Glee decided to cover an annoying novelty EDM-track with puppets and barnyard noises. It sucks — even Lea Michele agrees.


#5 ‘It’s A Man’s Man’s Man’s World’, James Brown (S1E21)

A pregnant Quinn (Diana Agron) sings James Brown during Glee club’s ‘Funk Week’ (yikes!) to talk about how she’s oppressed as a pregnant teenager.

It’s supposed to be incredibly cringe — she brings in a whole troupe of unwed pregnant dancers, plus several characters express their discomfort before Mercedes (Amber Riley) watches on in horror. At the song’s end, the club hug Quinn — except for Mercedes. Ooft.

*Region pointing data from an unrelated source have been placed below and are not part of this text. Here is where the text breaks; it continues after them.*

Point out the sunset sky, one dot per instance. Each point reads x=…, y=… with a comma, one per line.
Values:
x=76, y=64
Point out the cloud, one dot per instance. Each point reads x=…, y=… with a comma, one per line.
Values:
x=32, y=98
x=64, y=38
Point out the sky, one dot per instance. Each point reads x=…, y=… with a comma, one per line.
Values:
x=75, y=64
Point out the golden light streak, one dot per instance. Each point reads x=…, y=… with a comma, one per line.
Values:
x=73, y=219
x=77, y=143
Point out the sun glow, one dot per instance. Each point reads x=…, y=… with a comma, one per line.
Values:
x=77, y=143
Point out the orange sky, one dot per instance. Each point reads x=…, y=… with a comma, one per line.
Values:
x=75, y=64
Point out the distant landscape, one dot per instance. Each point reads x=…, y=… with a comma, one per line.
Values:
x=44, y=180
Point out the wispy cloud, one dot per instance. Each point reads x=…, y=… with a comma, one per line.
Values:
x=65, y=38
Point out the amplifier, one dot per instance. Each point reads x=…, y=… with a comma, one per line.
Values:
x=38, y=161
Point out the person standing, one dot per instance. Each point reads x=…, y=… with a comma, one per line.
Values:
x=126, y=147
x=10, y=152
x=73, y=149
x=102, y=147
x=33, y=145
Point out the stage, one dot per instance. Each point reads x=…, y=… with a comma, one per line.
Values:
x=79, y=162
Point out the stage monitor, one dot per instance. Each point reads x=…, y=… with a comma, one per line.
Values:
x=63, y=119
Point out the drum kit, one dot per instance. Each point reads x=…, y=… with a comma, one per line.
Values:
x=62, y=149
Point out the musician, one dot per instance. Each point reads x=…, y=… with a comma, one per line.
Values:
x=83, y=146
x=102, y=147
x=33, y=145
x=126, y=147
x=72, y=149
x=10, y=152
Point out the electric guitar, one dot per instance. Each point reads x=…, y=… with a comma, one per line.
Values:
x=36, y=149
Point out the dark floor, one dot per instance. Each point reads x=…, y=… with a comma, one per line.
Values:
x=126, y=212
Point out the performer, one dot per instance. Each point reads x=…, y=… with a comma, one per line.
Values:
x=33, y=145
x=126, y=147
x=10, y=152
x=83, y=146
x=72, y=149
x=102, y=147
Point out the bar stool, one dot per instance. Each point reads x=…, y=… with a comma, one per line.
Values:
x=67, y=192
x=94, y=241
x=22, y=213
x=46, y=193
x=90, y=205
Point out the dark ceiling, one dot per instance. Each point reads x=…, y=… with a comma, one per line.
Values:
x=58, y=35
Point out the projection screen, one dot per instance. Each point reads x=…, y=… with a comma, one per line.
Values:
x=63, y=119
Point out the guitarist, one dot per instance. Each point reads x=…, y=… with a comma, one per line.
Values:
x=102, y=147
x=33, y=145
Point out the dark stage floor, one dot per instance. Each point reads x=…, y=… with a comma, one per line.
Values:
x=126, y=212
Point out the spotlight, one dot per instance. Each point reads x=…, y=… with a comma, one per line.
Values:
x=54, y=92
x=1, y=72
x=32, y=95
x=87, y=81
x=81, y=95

#4 ‘Thong Song’, Sisqó (S1E8)

When guidance counsellor Emma’s fiancé, football coach Ken, wants their wedding song to be Sisqó’s ‘Thong Song’ — a song he could ‘shake his money’ to — Will offers to help her work out a way to incorporate it in.

This show made Matthew Morrison sexy rap a lot at its beginning, and they, um, shouldn’t have.

#3 ‘Barbra Streisand’, Duck Sauce (S2E18)

When Rachel considers getting a nose job to advance her career, Kurt convinces her to not by reminding her of her idol, Barbra.

“Perhaps if my words don’t inspire you, a song will,” he says — before they dance to DJ duo Duck Sauce’s huge song from 2010, ‘Barbra Streisand’. Sure!

#2 ‘I Still Believe/Super Bass’, Mariah Carey/Nicki Minaj (S4E16)

In an episode called ‘Feud’, Sue Sylvester (Jane Lynch) interrupts Blaine’s Mariah Carey ballad by busting out Nicki’s candy-cotton hit — outfit and all.

#1 ‘Push It’, Salt-N-Pepa (S1E2)

Incredibly cringe, the New Direction’s cover of this Salt-N-Pepa classic is a completely inappropriate choice to perform at a school assembly. Artie rapping is the whitest thing in the world — and while that’s obviously the point, for better or for worse, this shows Glee at its peak Glee-ness. Awkward, endearing, wonderful and painful, all at once.

All seasons of Glee will be available to stream on Netflix Australia + New Zealand from June 30.